Les métiers pourront commencer à renseigner au mieux leurs fiches de traitement, allégeant ainsi l’étape suivante.
L’objectif de cette étape n’est pas de faire remplir les fiches du registre par les métiers. Faire rédiger les fiches de traitement uniquement par les métiers n’est pas une pratique recommandée. Pour un registre cohérent et sans lacune, la rédaction des fiches de traitement nécessite une collaboration du DPO et des métiers.
Atelier DPO et Métiers
Un atelier « Registre » est organisé pour chaque métier. Lors de ces ateliers, le DPO et l’interlocuteur/référent métiers déterminent les fiches de traitement qui doivent être établies.
Ainsi, lors des ateliers, le DPO et les interlocuteurs vont renseigner l’ensemble des informations exigées à l’article 30 du RGPD.
La rédaction du registre sera l’occasion pour le DPO d’informer et de conseiller les métiers et de contrôler le respect des divers traitements aux exigences de la règlementation :
- Soumettre les traitements au principe de minimisation (Article 5.1.c du RGPD) « Cette donnée est-elle nécessaire dans le cadre du traitement ? » ;
- Soumettre les traitements au principe d’une durée de conservation limitée (Article 5.1.e du RGPD) « Une durée de conservation a-t-elle été fixée ? Une purge des données est-elle prévue ? »
Face aux manquements à la règlementation relevés lors des ateliers, cette étape de rédaction sera l’occasion pour le DPO d’enrichir son plan d’action de mise en conformité.
Les principes entourant la rédaction du registre des traitements
Un registre écrit
Ce registre doit être fait par écrit (format papier ou électronique)

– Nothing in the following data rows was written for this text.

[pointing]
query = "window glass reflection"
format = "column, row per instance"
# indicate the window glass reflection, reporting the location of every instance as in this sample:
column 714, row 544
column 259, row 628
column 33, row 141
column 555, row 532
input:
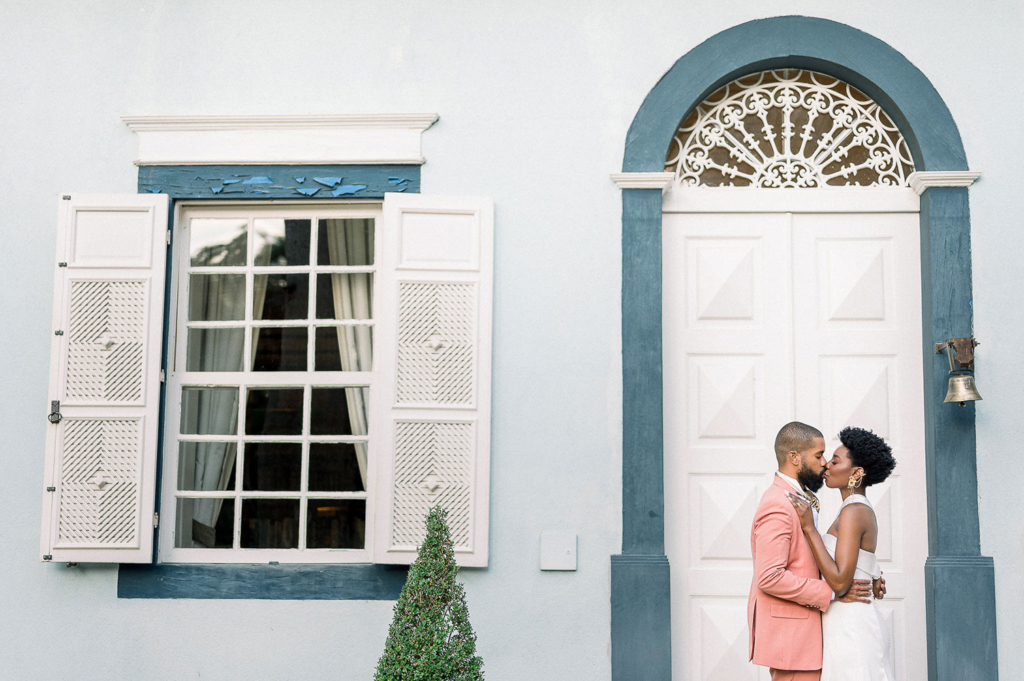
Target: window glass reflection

Un registre clair et précis
Le registre doit être clair et précis pour l’autorité de contrôle (CNIL) et compréhensible pour l’ensemble des acteurs en charge de la conformité collaborant au sein de votre organisme.
Un registre à jour
Les informations renseignées dans le registre doivent être exactes et refléter les traitements opérés.
Par ailleurs, le registre est un outil vivant qui doit faire l’objet de mises à jour constantes, il doit être à jour des évolutions fonctionnelles et techniques qui portent sur les traitements de données.
De plus, une revue périodique du registre avec les métiers doit être mise en place. Une revue complète du registre tous les ans est une bonne pratique.
En appliquant cette démarche proposée, vous avez maintenant les clés pour mener au mieux la rédaction du registre des traitements de votre organisation.